Bibi Rimsha, Qasmi Noshaba, Rashid Sajid
National Center for Bioinformatics, Quaid-i-Azam University, Pakistan.
PLoS One. 2025 Jul 11;20(7):e0327578. doi: 10.1371/journal.pone.0327578. eCollection 2025.
Crude cone snail venom is a rich source of bioactive compounds with significant therapeutic potential. In this study, we conducted a comprehensive analysis of 5,985 cone snail peptides across 82 Conus species to identify unique cysteine (Cys) patterns and associated frameworks. The classification of these Cys patterns, based on conserved framework combinations, enabled the generation of species-level pattern barcodes. These barcodes were then evaluated to assess the species correlations of individual sequences. By analyzing 151 known Conus peptide PDB files, we computed Cys disulfide linkages to assess overall stability profiles. Incorporating barcode data allowed us to filter the dataset and prepare it for machine learning (ML) processing. Random Forest (RF) modeling, a supervised learning technique, was used to predict the therapeutic potential of venom peptides. Feature extraction was based on known venom-derived approved peptide-based drugs. The dataset was split into a 70:30 train-test ratio. A total of 6,430 peptides (5,985 from cone snails and 445 from other venomous species) were used to evaluate model prediction capability. The proposed model achieved ideal accuracy (90.48%) in peptide therapeutic classification. Subsequent model outputs underwent further structural and binding pattern analysis against known targets, revealing significant similarities between the binding patterns of approved and novel peptides. The model's performance could be further enhanced by incorporating additional datasets and optimizing feature selection, potentially broadening its applicability to larger peptide datasets. Overall, this study underscores the potential of ML in advancing pharmacological research on diverse venom peptides.
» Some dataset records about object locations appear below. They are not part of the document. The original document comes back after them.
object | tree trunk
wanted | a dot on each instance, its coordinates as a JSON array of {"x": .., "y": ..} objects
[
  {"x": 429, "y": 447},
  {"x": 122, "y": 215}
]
粗制芋螺毒液是生物活性化合物的丰富来源,具有巨大的治疗潜力。在本研究中,我们对82种芋螺的5985种芋螺肽进行了全面分析,以确定独特的半胱氨酸(Cys)模式及相关框架。基于保守框架组合对这些Cys模式进行分类,能够生成物种水平的模式条形码。然后对这些条形码进行评估,以评估单个序列的物种相关性。通过分析151个已知的芋螺肽PDB文件,我们计算了Cys二硫键以评估整体稳定性概况。纳入条形码数据使我们能够筛选数据集并为机器学习(ML)处理做好准备。随机森林(RF)建模是一种监督学习技术,用于预测毒液肽的治疗潜力。特征提取基于已知的源自毒液的已批准的基于肽的药物。数据集按70:30的训练-测试比例划分。总共6430种肽(5985种来自芋螺,445种来自其他有毒物种)用于评估模型预测能力。所提出的模型在肽治疗分类中达到了理想的准确率(90.48%)。随后,针对已知靶点对模型输出进行了进一步的结构和结合模式分析,揭示了已批准肽和新型肽结合模式之间的显著相似性。通过纳入更多数据集和优化特征选择,模型的性能可以进一步提高,这可能会扩大其对更大肽数据集的适用性。总体而言,本研究强调了机器学习在推进对多种毒液肽的药理学研究方面的潜力。